Citing the “impossibility of aligning horse racing activities with the current developmental needs of society,” and taking into consideration “that these activities have progressively lost their appeal to local residents and tourists in recent years, the government, after thorough research, decided to accept the application from the Macau Horse Race Company,” Secretary for Administration and Justice Cheong Weng Chon told reporters in January.
Under the termination agreement, the MHRC will transport the owners’ horses to other locations by March 31 2025, and provide severance pay to the company’s employees. (Despite its diminishing popularity in Macau, the MJC remained one of Macau’s biggest private employers with around 800 fulltime and 300 part-time workers.)
The land presently occupied by the MJC, which includes the Taipa Racecourse, will be returned to the government, which has no plans to build another racetrack.

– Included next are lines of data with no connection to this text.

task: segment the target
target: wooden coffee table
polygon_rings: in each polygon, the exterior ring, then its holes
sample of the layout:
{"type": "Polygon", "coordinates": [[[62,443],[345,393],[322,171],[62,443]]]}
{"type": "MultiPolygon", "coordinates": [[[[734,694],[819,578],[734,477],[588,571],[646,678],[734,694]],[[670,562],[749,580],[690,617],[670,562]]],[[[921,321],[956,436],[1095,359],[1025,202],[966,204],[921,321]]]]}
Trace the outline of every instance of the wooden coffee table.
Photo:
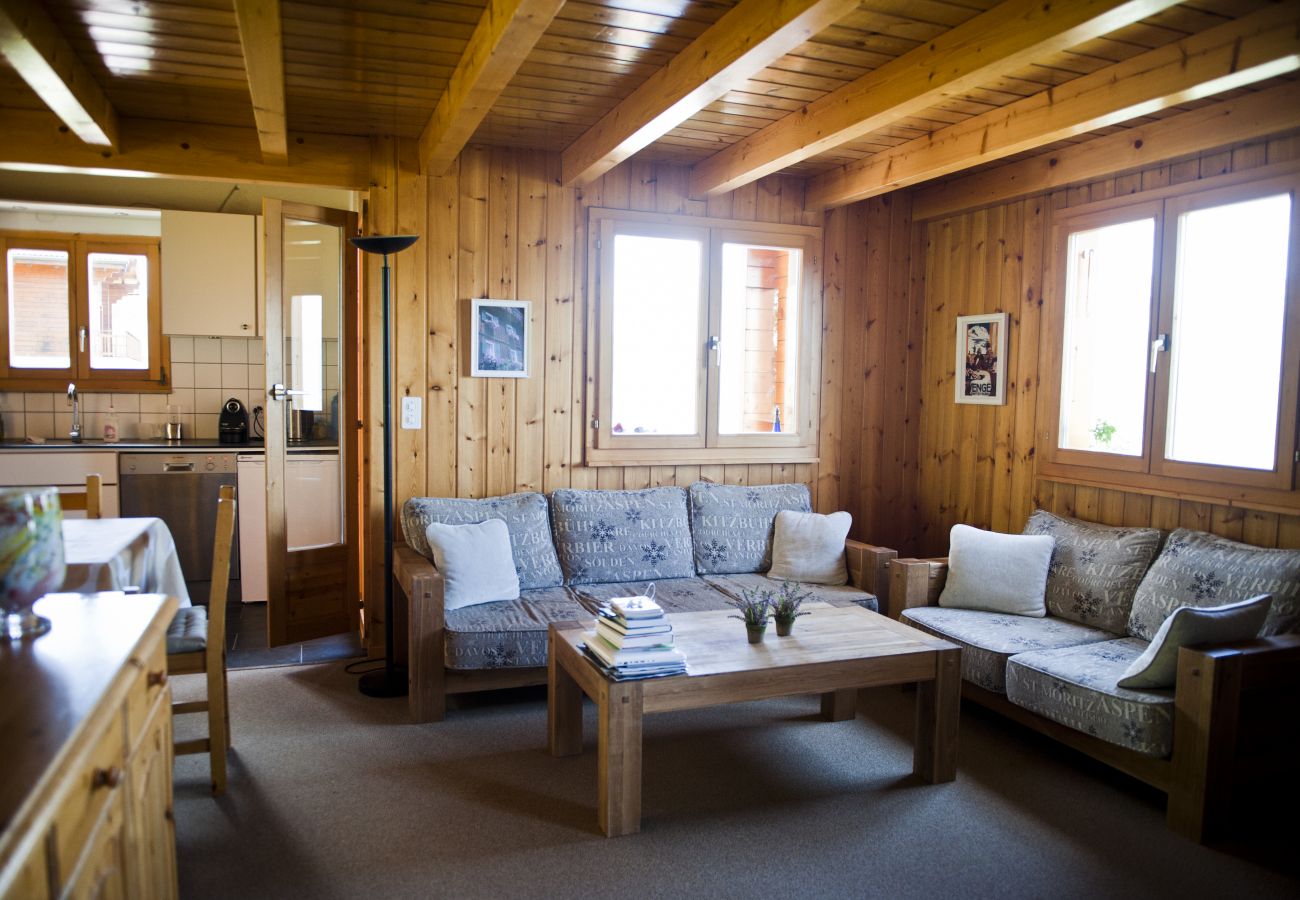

Lawmakers have previously raised the possibility that the track could be transformed into a stadium for international sports events.
The MJC has held the exclusive rights to offer horse racing and horse betting in Macau since its founding as a harness racing course called the Macau Trotting Club in 1980. But harness racing never got out of the gate in Macau, so the club pivoted to the thoroughbred kind.
In 1991, the MJC was acquired by the MHRC, a consortium led by late gambling tycoon Stanley Ho, who held the casino monopoly in Macau until 2002.
Horse racing remains popular in neighboring Hong Kong.